The iconic Wooden Shoe Tulip Festival — one of Oregon’s most popular agritourism events, drawing an estimated 150,000 to the Woodburn area annually — will return this Friday after Covid-19 derailed the 2020 iteration last March during the early onset of the pandemic.
The festival opens Friday, March 19, and will run through May 2, with new coronavirus protocols in place, including sanitation procedures, face coverings and maintaining six feet of physical distance from other employees and other guests.
Ordinarily, maintaining social distance on a 40-acre tulip farm would not be much of a problem — unless you also happen to be at an event that regularly draws thousands of other people.
So, this year, the Iverson family-owned Wooden Shoe Tulip Farm is also implementing a new online ticketing process that will also allow them to limit visitors — including capping capacity at half of the outdoor facility’s normal occupancy.

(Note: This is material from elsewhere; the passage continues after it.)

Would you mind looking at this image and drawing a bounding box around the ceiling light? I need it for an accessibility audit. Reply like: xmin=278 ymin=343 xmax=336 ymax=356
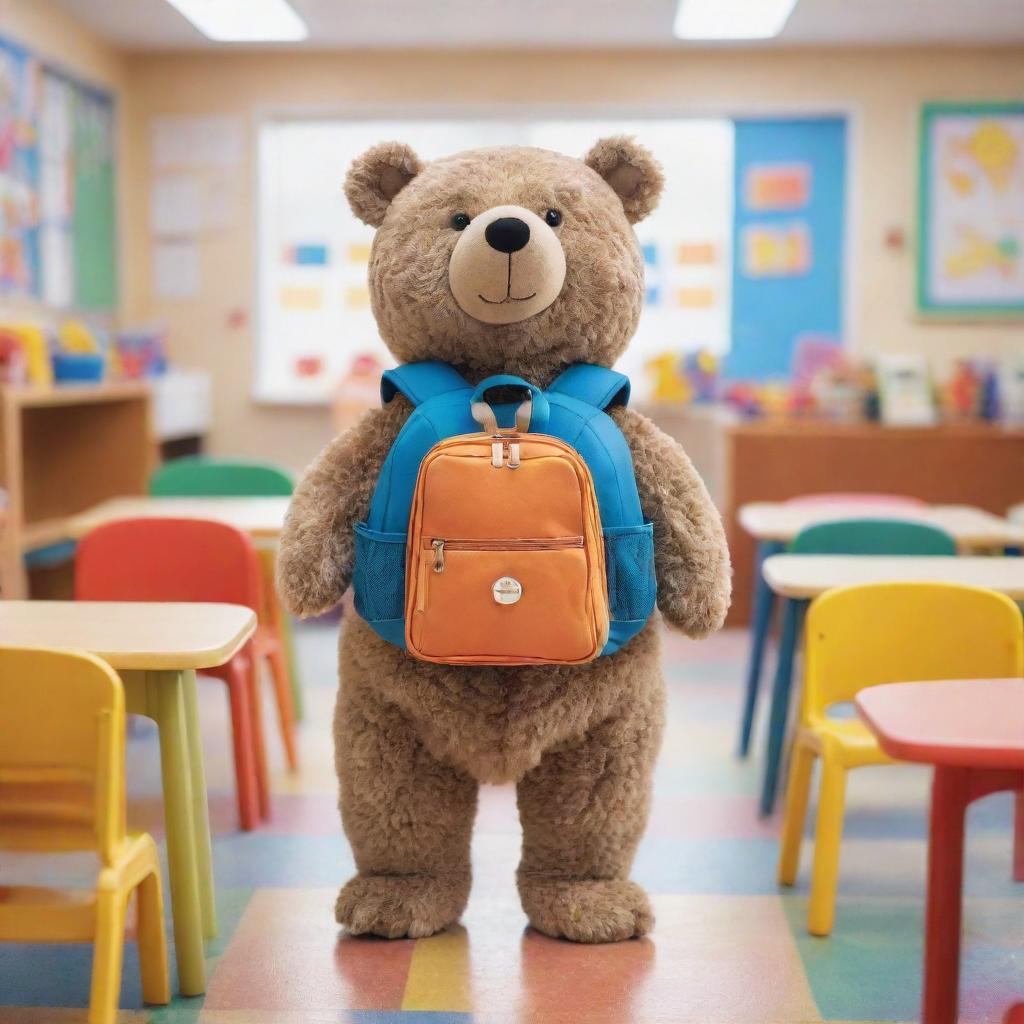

All tickets purchased in advance last year will be honored in 2021. And, seven days prior to a visit date, the farm will release additional tickets for purchase while adhering to statewide guidelines.
“We are so thrilled to be able to invite guests to experience the color and beauty of our tulip fields this year,” said Karen Iverson Bever. “2020 was a challenge for everyone, and we want people to come out and enjoy the outdoors and all the lovely tulips.”
In 2020, the Tulip Fest had been one of the first major dominoes to fall in what Oregonians will remember as a year unlike any other — particularly for large events.
As Bever told The Canby Current this week, the family had been carefully tracking news about the virus, but the pandemic still hit faster than they — or anyone else — expected.
“We could kind of see it was coming, but we were hoping it wouldn’t come as fast as it did,” she said. “We were hoping we could at least start the festival, because we were all set. We were all ready to go. It was really crushing.”
That planning included, of course, significant investment on the part of the farm, including purchasing and prepping more than 8,000 potted tulips for sale — with few good options for recouping those costs.
Canby’s Swan Island Dahlias lent a major hand, offering up its self-serve flower stand as a way to move some of the surplus goods.
Another ingenious and highly successful initiative (devised by Wooden Shoe’s marketing and social media team) was Pots for Seniors, a program that allowed people to give donations for potted tulips to be gifted to long-term care facilities.
“We were actually able to go through all of our inventory and brighten up the day for tons and tons of seniors,” said Wooden Shoe’s Cassidy VanDomelen. “People felt really great that they were able to send them a pot, and we’ll be doing that again this year.”
For the Iverson family, Bever said, canceling the festival for the second straight year was never an option.
“We approached it like we have to do it — the tulips aren’t going to wait,” she said. “We planned a full festival — obviously with changes in layout and that sort of thing — but we had a back-up plan where if we got shut down again, we’re going drive-thru.”
Tulip Fest’s hours will run 9 a.m. to 6 p.m. Monday through Friday, and 8 a.m. to 7 p.m. Saturday and Sunday. For tickets and other information, visit woodenshoe.com.